I spent weeks building a fully serverless task management system on AWS — Lambda, DynamoDB, Cognito, SNS, SES, Amplify, the whole stack — provisioned entirely with Terraform and wired into a GitHub Actions CI/CD pipeline.
Here's what I learned. Not the happy path. The real stuff.
Repo: github.com/celetrialprince166/Serverless-task-management-app
What I Built
A role-based task management app where:
- Admins can create, assign, update, and delete tasks
- Members can view their assigned tasks and update status
- Email notifications fire automatically when tasks are assigned or status changes
- Everything runs serverless on AWS — zero servers to manage
The stack:
| Layer | What |
|---|---|
| Frontend | React 19 + Vite + Tailwind → AWS Amplify |
| API | API Gateway REST + Cognito JWT auth |
| Compute | 15+ Lambda functions, Node.js 20, TypeScript |
| Database | DynamoDB (single-table design) |
| Notifications | DynamoDB Streams → SNS → SES |
| IaC | Terraform (modular) |
| CI/CD | GitHub Actions (Checkov + npm audit + terraform validate) |
Gotcha #1: DynamoDB Single-Table Design Is Not Optional
I started with multiple DynamoDB tables — one for tasks, one for users, one for assignments. Classic relational thinking.
The problem: DynamoDB has no JOIN. To get a task with its assignees, I needed three separate GetItem calls. Three round-trips. Three places for something to fail.
The fix: single-table design using composite primary keys.
// Task item
{ PK: "TASK#01HXYZ", SK: "METADATA", status: "IN_PROGRESS", ... }
// Assignment — same table, different SK prefix
{ PK: "TASK#01HXYZ", SK: "ASSIGN#USER#01HJKL", ... }
Now query(PK = "TASK#01HXYZ") returns the task AND all its assignments in one call. The begins_with("ASSIGN#") filter separates them client-side.

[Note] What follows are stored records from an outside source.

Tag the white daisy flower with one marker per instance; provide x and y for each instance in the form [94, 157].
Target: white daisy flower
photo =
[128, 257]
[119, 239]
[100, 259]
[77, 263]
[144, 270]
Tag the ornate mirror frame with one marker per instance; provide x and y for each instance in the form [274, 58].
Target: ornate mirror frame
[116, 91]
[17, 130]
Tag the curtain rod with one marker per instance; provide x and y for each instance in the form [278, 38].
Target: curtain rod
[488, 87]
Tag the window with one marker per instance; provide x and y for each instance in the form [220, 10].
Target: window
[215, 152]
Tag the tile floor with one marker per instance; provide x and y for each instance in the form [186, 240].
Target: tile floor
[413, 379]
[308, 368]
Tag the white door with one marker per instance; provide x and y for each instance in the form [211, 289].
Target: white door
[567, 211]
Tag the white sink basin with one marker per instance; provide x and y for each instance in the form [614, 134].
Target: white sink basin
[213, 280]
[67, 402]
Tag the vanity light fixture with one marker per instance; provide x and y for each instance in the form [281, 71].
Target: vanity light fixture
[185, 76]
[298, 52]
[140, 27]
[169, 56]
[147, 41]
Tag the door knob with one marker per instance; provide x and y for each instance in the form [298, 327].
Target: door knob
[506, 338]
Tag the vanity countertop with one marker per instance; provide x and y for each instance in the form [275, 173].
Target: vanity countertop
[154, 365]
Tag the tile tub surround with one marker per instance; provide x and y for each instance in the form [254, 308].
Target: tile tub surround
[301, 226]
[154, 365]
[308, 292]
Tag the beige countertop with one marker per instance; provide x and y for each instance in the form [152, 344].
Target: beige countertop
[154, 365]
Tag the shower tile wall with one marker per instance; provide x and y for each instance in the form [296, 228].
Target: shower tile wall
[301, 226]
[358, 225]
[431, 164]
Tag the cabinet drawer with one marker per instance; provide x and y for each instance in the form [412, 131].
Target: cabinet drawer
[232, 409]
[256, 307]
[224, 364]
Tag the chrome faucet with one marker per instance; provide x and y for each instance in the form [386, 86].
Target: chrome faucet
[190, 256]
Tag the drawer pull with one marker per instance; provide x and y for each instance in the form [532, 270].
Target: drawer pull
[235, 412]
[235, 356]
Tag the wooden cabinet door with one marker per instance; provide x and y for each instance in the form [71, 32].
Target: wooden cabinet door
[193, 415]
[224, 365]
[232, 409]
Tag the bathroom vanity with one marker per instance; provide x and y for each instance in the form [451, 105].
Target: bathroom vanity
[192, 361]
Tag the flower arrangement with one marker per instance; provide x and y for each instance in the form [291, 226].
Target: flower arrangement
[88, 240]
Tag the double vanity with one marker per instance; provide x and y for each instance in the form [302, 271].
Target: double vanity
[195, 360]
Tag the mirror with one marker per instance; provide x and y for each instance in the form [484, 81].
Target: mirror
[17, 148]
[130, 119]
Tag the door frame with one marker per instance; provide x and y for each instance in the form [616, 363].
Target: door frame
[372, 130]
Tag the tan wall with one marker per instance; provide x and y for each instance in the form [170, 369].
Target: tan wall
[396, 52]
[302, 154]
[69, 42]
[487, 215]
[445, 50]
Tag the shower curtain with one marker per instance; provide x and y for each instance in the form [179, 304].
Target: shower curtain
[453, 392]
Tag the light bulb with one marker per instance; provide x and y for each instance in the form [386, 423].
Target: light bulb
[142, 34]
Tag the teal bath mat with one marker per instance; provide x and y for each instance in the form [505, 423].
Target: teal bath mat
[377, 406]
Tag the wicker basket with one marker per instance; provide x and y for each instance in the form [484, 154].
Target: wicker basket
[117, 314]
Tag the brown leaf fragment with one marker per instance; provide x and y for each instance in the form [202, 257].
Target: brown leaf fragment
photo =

The trade-off: you must define ALL access patterns before building the schema. Change your access patterns later and you're adding GSIs or doing table scans.
I used PAY_PER_REQUEST billing — scales to zero when nothing's happening, which is perfect for a project portfolio app.
Gotcha #2: The Cognito Post-Confirmation Trigger Fires More Than Once
I added a post-confirmation Lambda trigger to create the user record in DynamoDB after signup.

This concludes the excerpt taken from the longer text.